The word flute is used to describe many different kinds of woodwind instrument which do not have reeds but rely on the player splitting a thin stream of air against an edge built in to the instrument. The family can be divided into two, the end blown or vertical flutes and the sideways blown or transverse flutes.
The end blown flutes can further be divided into groups that would be those instruments having a fipple or slit and edge device and those which are blown in similar fashion to the transverse flute, let us deal with these first. The pan pipe has a series of tubes, each one to be blown to produce a single note, the pitch of which is set by the length of the tube. These are vertical flutes blown across a round hole, the air stream being split on the edge at the opposite side of the hole. A variation of this instrument is the South American quena which is similarly blown across the end but the opposite side of the hole is shaped to help produce the necessary vibrations. The fipple flutes posses one of the most difficult to make devices found in the flute family, namely the slit and edge. The air is directed to the edge by a channel cut in the roof of the instrument bore, the floor of which is produced by the insertion of a round plug or block into the bore. The edge is at the end of a ramp which slopes down towards the player till it meets the bore. The whistle or flageolet has this mechanism with the floor of the windway being concentric with and at the same diameter as the instrument bore, the block therefore being a simple cylinder, this produces a tightly curved and very strong, stable sheet of air to be split by the edge, the resulting sound being very clear and supporting the higher pitch fractions of the tone. The recorder is manufactured similarly but with the important difference that the windway is positioned outside the bore of the instrument and has a radius equal to approximately twice that of the bore. Recorder blocks have a section which is left standing proud of the main body, this projection fits into the channel in the instrument roof thus bringing the windway floor out from the bore. The resulting tone is softer and less penetrating than that of the whistle.

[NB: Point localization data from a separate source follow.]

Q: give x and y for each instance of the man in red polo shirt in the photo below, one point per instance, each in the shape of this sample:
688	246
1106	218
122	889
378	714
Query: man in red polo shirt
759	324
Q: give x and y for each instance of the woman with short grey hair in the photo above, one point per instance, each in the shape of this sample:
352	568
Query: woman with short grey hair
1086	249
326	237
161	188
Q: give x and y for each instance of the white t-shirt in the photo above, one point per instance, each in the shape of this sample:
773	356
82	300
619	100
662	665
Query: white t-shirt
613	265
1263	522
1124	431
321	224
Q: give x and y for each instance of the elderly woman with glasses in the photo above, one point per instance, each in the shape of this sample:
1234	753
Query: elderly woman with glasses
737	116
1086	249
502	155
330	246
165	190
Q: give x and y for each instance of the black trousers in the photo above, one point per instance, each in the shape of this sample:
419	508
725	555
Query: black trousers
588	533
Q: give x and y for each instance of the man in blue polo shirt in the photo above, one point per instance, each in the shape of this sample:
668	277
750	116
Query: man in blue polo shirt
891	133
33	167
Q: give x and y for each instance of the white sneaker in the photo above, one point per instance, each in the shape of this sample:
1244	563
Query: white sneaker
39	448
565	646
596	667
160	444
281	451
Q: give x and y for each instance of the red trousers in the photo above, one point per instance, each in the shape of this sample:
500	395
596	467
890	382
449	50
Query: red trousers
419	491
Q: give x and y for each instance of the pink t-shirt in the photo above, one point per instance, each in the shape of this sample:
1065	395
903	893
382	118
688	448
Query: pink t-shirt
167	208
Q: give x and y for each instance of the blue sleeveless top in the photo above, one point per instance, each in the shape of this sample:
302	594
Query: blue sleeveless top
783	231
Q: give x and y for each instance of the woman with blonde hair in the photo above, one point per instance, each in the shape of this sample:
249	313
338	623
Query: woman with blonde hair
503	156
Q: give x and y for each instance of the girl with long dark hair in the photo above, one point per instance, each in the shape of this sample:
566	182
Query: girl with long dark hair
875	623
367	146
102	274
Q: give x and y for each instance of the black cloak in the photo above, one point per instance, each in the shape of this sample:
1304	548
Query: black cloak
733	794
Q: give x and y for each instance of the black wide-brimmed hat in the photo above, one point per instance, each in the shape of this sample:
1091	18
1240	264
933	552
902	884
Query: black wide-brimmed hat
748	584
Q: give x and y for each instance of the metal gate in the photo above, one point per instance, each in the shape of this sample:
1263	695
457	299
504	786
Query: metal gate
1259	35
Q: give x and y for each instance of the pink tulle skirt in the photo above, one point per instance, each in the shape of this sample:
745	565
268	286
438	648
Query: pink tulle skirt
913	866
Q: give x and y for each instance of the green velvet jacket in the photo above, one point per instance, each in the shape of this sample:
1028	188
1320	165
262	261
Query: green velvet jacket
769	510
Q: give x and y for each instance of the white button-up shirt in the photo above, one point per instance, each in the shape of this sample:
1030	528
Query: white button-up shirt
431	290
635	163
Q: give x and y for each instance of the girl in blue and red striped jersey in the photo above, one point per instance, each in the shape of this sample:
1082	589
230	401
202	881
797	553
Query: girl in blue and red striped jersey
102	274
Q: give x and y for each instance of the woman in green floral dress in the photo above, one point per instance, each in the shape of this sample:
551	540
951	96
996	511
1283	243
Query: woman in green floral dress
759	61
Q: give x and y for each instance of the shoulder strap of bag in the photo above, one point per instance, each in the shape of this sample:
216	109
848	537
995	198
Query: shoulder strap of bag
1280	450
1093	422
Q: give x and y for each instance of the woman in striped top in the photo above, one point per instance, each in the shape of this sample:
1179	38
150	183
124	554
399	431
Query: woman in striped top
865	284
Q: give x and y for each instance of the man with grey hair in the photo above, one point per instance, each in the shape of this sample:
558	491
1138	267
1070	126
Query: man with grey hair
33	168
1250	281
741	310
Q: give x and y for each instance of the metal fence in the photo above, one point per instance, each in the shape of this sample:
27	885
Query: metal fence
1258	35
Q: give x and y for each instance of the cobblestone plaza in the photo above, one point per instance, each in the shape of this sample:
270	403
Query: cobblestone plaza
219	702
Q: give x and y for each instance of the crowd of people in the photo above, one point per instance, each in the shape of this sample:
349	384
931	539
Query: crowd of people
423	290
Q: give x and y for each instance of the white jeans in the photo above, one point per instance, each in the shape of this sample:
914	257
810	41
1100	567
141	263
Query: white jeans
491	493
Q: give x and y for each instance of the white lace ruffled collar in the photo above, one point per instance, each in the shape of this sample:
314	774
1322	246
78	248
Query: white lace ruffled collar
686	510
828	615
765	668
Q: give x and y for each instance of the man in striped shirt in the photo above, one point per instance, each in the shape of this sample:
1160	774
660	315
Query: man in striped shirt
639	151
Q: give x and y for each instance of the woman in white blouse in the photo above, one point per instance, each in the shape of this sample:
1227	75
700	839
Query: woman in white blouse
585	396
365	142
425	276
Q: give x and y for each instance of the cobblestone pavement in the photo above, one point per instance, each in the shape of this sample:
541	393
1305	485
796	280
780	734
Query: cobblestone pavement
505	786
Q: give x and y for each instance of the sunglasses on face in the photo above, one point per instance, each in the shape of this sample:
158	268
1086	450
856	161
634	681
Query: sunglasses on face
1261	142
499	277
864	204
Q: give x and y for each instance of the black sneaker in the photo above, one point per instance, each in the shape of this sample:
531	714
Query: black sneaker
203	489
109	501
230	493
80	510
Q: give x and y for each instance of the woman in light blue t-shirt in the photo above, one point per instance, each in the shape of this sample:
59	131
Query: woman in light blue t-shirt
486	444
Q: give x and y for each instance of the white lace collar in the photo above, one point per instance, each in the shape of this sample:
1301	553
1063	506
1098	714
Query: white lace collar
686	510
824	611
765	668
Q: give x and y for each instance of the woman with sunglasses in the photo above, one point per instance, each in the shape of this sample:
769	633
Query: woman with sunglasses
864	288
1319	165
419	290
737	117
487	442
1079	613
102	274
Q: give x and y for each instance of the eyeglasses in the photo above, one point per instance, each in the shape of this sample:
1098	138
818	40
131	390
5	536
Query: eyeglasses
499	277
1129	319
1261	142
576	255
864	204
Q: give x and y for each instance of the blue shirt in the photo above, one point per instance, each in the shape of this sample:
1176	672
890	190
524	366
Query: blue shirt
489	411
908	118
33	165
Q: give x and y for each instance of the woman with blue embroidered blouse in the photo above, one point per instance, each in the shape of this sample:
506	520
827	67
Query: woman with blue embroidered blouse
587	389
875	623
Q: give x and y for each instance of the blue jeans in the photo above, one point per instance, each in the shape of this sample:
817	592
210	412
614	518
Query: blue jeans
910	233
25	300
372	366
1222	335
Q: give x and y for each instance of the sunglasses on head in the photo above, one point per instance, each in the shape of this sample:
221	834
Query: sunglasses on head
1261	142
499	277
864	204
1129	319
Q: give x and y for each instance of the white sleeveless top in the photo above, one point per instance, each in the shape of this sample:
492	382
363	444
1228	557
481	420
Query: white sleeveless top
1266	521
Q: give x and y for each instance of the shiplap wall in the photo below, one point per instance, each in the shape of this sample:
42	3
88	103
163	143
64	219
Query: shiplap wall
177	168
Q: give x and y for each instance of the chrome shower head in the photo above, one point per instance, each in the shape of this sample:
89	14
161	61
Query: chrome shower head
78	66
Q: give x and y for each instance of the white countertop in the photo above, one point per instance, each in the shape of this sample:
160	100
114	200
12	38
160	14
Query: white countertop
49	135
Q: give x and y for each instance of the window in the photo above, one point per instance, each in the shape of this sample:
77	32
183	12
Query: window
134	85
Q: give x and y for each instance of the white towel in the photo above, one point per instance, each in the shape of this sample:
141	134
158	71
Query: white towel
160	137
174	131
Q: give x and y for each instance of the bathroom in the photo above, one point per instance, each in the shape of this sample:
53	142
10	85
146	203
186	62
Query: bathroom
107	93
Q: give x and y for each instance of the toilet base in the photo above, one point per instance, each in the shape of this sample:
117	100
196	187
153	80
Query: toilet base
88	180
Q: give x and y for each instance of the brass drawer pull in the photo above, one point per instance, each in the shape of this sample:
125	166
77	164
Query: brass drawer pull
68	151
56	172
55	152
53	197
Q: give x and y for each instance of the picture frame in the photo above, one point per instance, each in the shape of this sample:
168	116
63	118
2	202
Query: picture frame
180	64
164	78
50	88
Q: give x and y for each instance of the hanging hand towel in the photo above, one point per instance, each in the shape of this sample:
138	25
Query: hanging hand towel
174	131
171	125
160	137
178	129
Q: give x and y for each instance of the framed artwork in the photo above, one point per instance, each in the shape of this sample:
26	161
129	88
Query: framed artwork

The transverse flutes have the hole or embouchure cut in the side of the instrument a short distance from the top, the player blows across the instrument splitting the air stream on the opposite side of the hole. There are many systems for making the instrument easier to blow, some have the sides of the hole ramped away to give a flatter edge. The same effect is achieved by cutting the hole as a rectangle with rounded corners. Some employ small raised "bumps" at the sides of the hole to break up the air stream which will miss the edge at either side. There are flutes which increase the radius of the outside of the instrument at the embouchure and yet others employ geometric changes inside to increase the wall thickness. Whatever the technique it is generally agreed that too much time can not be spent studying the shape of this all important hole. The player of the transverse flute can, by changing the way in which the embouchure is formed with the lips, cause the instrument to overblow giving a range of three octaves.